Voilà pourquoi les partis de gauche semblent déterminés à légiférer. Pour eux, les arguments de Johnny Thijs ne tiennent pas. "Visiblement, il y a du lobby de la part de ces patrons en disant: 'nous on n'a pas envie de voir notre salaire baisser'. On est en période de crise, chacun doit faire des efforts et les patrons des entreprises publiques doivent faire des efforts en particulier", estimait M. Balcaen dans le journal de 13h. "Il ne faut pas exagérer. Je pense que M. Thijs a bien profité jusqu'à présent mais il est temps de revoir son salaire sérieusement", estimait Anne Demelenne. Quant au sp.a Dirk Van der Maelen, son argument était on ne peut plus simple : "Diriger bpost est-il plus difficile que diriger un pays?". Pour lui, le salaire du Premier ministre, ça doit être la "frontière éthique" en matière de rémunération des dirigeants d'entreprises publiques.

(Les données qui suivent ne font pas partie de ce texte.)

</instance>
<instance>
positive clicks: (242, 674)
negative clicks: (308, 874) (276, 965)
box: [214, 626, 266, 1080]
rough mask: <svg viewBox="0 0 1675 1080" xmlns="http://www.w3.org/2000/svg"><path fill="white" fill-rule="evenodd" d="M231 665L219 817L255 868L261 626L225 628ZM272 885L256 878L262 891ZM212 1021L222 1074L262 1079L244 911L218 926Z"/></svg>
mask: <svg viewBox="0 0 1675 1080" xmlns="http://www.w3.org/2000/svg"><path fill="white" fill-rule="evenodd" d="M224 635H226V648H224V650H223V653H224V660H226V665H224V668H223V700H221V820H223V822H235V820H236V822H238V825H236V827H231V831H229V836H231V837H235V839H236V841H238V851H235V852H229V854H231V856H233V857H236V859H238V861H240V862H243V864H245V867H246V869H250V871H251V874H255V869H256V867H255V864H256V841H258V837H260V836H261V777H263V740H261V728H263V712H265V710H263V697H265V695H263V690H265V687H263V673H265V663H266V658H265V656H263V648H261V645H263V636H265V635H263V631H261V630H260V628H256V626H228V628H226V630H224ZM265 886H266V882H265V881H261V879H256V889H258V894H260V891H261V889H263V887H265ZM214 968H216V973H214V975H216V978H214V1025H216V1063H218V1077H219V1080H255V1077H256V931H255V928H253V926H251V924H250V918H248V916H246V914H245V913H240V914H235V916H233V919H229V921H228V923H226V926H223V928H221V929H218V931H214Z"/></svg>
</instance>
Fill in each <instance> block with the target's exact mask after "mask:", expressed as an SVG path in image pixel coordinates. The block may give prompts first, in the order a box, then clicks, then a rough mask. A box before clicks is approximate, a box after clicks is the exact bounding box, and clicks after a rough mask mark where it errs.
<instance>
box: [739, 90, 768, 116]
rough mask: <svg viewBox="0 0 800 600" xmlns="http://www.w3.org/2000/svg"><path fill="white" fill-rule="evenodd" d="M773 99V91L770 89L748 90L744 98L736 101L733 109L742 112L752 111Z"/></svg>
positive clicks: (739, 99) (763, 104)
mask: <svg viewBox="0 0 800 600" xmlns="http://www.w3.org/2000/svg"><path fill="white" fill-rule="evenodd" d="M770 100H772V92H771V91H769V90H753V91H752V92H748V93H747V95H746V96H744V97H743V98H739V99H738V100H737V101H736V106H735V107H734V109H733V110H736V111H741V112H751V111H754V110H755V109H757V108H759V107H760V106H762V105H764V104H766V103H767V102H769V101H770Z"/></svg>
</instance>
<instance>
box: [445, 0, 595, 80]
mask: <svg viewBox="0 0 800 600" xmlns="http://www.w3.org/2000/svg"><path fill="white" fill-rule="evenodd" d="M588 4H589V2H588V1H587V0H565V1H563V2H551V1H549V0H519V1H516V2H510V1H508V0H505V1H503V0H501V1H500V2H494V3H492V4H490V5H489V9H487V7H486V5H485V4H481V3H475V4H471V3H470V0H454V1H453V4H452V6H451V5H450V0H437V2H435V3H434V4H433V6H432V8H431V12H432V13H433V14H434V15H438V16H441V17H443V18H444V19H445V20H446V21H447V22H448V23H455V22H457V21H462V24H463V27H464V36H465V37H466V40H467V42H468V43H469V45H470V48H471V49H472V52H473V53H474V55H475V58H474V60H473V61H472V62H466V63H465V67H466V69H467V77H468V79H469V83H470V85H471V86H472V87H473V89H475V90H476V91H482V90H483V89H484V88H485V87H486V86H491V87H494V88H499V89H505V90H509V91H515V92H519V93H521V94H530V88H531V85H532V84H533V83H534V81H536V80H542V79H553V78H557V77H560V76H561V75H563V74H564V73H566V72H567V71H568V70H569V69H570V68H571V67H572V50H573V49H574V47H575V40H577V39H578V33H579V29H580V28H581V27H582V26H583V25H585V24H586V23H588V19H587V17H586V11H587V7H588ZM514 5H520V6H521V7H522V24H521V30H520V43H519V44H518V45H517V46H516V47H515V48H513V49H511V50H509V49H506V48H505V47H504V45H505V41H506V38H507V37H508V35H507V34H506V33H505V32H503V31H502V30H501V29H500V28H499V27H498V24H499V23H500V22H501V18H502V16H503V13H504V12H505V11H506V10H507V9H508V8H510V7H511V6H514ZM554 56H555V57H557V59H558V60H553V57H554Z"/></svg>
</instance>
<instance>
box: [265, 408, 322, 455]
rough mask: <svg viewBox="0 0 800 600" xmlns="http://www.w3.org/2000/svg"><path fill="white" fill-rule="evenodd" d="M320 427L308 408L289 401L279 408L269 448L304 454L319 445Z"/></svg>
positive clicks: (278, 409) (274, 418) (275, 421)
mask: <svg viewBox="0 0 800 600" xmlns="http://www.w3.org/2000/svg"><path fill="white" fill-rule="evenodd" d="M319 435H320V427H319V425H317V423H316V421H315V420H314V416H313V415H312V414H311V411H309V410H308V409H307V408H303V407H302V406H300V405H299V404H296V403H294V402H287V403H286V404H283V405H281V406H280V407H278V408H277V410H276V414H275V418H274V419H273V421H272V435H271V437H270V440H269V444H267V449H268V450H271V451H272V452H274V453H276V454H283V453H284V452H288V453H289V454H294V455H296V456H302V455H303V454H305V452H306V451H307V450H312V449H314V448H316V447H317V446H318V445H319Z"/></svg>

Un long feuilleton en perspective
La droite freinerait pourtant des deux pieds. Selon Het Laatste Nieuws, qui cite plusieurs sources, il n'y aura jamais de consensus pour fixer un plafond de rémunération à ces top managers. Qu'il soit de 290.000 euros ou entre 300.000 et 450.000, une somme plus importante qui circulerait désormais dans les milieux politiques, peut-être pour amadouer la droite. En attendant son dénouement, cette négociation politique au sein même du gouvernement Di Rupo s'annonce des plus mouvementée, alors que nos dirigeants viennent à peine de reprendre le collier après les vacances parlementaires.